The ECA currently establishes a timeline by which states must complete different steps in the process of determining their slate of electors and sending them to Congress. In the case that a state has “failed to make a choice” by Election Day, the law gives state legislatures the ability to establish a means of designating those electors after Election Day. The history shows that Congress intended the provision to apply only in the case that a major natural disaster or similarly rare and catastrophic event disrupted Election Day. This proposal would make that meaning clearer and more explicit.

The Case For

Supporters argue that this clarification is necessary to prevent a state legislature from overturning the people’s decision in an election simply because the legislature did not like the results. A broad interpretation of the existing language in the ECA might be read to give the legislature an excuse to overturn the results based, for example, on unsubstantiated allegations of voter fraud, voter suppression, or manipulation of voting machines.

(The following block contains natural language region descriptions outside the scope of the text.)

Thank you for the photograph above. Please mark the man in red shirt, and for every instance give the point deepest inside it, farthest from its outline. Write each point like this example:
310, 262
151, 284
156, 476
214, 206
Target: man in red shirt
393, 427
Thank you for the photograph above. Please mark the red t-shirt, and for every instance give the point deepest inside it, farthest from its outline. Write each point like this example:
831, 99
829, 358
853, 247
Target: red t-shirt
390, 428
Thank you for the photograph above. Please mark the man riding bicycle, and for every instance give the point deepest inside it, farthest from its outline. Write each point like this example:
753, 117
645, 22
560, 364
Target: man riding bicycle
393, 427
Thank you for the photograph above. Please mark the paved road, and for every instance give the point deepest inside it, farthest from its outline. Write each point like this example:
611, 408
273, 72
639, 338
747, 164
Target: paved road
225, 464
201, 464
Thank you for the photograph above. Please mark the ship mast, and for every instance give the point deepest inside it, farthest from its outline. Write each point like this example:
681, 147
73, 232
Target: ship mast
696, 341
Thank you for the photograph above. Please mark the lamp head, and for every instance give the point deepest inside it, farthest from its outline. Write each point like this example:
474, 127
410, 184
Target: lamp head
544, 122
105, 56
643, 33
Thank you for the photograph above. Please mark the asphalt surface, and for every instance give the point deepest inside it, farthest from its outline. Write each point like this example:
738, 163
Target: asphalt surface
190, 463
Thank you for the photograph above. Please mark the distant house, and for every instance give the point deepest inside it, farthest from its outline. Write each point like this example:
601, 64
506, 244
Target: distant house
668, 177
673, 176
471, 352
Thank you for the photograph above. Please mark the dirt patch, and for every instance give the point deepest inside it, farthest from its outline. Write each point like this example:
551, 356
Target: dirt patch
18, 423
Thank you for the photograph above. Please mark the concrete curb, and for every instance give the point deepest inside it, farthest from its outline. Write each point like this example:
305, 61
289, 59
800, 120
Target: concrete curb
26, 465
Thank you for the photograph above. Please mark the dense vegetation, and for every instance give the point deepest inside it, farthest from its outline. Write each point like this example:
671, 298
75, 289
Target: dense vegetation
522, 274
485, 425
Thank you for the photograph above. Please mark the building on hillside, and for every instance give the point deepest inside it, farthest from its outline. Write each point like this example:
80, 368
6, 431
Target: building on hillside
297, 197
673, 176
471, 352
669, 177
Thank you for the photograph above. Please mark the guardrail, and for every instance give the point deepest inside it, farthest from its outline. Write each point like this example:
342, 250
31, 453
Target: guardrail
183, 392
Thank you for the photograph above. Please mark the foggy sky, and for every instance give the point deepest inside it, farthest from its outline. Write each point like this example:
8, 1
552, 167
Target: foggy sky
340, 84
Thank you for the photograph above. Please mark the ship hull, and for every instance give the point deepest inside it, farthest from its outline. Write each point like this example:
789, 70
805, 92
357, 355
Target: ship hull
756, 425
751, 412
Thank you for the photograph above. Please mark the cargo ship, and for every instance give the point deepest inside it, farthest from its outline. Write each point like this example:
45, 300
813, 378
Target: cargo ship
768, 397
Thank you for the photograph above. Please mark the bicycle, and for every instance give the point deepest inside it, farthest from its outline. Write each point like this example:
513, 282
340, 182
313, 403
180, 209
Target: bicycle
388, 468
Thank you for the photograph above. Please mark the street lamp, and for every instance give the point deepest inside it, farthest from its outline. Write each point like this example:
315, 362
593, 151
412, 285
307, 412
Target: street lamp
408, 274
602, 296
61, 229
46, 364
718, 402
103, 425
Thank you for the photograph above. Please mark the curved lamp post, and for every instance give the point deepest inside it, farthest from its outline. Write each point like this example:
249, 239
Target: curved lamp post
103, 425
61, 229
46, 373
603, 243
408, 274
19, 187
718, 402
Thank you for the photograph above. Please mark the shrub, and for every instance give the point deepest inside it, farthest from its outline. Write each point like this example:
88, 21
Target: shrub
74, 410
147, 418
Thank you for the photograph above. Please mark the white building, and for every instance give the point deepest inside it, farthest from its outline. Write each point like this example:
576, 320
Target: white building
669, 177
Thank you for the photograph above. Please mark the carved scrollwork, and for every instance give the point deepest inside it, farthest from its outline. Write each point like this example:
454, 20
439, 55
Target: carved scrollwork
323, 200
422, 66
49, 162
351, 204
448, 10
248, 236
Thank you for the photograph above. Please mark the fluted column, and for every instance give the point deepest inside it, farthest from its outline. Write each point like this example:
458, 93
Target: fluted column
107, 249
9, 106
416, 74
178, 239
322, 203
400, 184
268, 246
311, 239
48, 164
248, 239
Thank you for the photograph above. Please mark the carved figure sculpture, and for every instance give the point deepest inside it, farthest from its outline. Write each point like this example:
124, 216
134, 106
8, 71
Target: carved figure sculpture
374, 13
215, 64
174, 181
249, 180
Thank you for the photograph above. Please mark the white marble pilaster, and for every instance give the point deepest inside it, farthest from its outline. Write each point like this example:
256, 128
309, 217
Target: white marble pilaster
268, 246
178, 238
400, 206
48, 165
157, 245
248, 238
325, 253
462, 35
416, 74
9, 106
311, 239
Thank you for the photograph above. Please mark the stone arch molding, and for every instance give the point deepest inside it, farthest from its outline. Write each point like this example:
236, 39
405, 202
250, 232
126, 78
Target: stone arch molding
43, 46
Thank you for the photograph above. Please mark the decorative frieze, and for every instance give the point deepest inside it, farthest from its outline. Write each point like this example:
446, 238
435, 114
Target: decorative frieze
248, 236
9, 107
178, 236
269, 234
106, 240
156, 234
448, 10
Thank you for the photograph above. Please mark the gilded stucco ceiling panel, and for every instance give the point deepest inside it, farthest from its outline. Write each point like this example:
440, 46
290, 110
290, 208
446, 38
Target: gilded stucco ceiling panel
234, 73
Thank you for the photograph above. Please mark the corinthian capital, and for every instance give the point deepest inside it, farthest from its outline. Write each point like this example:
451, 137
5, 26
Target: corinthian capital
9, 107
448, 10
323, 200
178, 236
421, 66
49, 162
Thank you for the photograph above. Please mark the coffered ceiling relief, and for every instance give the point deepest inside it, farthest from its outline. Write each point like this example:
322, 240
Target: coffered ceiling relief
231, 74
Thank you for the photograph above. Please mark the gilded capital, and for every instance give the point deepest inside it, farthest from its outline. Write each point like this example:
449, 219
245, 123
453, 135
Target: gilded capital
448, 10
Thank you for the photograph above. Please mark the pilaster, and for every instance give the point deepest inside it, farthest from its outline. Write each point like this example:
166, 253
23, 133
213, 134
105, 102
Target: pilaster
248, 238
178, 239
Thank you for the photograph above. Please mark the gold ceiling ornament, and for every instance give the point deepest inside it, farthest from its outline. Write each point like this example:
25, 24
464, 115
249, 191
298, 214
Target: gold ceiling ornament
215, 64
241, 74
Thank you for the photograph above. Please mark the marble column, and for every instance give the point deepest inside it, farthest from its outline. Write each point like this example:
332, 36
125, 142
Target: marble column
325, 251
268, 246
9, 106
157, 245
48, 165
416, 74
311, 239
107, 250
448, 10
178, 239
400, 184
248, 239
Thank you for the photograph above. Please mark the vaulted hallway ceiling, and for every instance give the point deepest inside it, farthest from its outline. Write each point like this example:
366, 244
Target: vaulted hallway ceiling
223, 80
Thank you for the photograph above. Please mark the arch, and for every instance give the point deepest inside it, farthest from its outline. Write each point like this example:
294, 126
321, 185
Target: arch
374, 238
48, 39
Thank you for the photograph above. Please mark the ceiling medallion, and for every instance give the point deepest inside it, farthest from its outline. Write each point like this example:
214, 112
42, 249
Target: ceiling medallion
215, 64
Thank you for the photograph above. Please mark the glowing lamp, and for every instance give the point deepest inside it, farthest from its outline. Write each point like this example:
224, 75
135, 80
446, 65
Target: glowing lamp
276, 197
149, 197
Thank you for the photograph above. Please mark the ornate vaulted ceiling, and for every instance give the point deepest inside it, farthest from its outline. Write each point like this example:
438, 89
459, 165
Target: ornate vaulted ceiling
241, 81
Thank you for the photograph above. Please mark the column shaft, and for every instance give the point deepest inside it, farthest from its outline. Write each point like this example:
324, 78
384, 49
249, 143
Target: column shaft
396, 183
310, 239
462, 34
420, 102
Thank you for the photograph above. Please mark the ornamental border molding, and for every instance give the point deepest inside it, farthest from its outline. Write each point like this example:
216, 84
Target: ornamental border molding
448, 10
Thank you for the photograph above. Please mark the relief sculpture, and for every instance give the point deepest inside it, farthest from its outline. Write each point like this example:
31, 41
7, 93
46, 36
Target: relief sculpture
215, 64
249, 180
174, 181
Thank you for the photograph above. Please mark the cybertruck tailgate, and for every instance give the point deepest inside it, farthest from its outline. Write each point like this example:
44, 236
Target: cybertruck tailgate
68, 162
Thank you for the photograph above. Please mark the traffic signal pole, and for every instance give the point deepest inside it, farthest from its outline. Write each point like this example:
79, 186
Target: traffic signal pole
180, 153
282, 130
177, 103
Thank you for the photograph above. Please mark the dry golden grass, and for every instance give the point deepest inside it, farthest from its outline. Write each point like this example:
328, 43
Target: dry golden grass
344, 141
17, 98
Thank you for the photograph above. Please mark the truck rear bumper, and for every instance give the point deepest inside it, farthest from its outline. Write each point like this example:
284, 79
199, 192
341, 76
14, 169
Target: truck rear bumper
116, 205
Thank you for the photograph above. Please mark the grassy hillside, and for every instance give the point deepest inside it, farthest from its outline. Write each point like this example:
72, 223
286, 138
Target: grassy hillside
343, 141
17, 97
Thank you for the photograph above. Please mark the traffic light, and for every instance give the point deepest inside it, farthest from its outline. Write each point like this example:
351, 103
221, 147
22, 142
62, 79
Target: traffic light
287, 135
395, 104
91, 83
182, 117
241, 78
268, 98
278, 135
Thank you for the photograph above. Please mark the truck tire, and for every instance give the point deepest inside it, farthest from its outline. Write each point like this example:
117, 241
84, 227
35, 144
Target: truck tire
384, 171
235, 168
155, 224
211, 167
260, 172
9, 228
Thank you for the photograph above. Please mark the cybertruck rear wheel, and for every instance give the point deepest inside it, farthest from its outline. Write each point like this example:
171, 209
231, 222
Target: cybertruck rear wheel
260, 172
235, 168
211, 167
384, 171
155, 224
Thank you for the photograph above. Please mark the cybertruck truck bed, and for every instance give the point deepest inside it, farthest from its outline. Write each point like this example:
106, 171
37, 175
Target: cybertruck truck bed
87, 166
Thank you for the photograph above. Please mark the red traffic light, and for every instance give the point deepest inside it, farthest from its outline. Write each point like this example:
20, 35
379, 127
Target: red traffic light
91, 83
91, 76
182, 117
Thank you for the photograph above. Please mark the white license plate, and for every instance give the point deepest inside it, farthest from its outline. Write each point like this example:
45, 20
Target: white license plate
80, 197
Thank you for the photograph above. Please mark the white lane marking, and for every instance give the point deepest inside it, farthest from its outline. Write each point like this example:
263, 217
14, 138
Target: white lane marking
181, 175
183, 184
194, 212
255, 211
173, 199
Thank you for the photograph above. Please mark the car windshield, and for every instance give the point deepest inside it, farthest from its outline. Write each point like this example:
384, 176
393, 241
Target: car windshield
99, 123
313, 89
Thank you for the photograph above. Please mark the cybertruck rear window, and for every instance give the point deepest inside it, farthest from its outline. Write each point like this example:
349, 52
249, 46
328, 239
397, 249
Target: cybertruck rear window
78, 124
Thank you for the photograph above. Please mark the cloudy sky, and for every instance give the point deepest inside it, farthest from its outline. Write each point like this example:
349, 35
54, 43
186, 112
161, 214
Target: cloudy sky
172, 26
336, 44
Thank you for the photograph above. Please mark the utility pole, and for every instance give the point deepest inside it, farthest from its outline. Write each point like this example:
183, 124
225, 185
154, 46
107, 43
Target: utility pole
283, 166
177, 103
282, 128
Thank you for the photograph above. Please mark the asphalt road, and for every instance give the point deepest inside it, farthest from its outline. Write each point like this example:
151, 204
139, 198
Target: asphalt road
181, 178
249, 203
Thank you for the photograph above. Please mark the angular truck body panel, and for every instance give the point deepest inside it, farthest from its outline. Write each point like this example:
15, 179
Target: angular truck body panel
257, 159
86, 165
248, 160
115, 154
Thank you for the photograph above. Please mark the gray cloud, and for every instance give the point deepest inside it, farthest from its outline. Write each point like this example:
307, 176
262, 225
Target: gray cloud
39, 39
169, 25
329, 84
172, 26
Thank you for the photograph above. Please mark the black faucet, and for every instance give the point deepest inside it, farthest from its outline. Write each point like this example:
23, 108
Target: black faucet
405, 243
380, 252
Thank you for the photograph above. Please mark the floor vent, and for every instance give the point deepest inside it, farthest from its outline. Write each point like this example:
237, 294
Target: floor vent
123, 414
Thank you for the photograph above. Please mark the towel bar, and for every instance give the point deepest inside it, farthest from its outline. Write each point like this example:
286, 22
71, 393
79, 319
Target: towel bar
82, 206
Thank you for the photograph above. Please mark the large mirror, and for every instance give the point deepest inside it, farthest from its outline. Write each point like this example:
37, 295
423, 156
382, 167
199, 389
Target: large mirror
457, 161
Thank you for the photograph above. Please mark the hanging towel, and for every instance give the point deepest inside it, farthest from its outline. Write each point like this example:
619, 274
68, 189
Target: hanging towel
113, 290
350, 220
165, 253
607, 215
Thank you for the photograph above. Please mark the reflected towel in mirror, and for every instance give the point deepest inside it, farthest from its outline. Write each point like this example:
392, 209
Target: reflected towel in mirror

Proponents argue that the clarification would still permit states flexibility if a genuinely catastrophic event kept people from voting while also preventing politically motivated manipulation.

The Case Against

Opponents argue that this proposal unwisely limits states’ flexibility in dealing with the countless ways that the integrity of the elections can be compromised and corrupted. They contend that any list of events that Congress could draft now would inevitably fail to include problems that might arise in the decades to come.

Opponents further argue that the people’s representatives rather than courts are the best institution to respond to widespread lack of confidence in the reliability of election results, regardless of the cause of those doubts.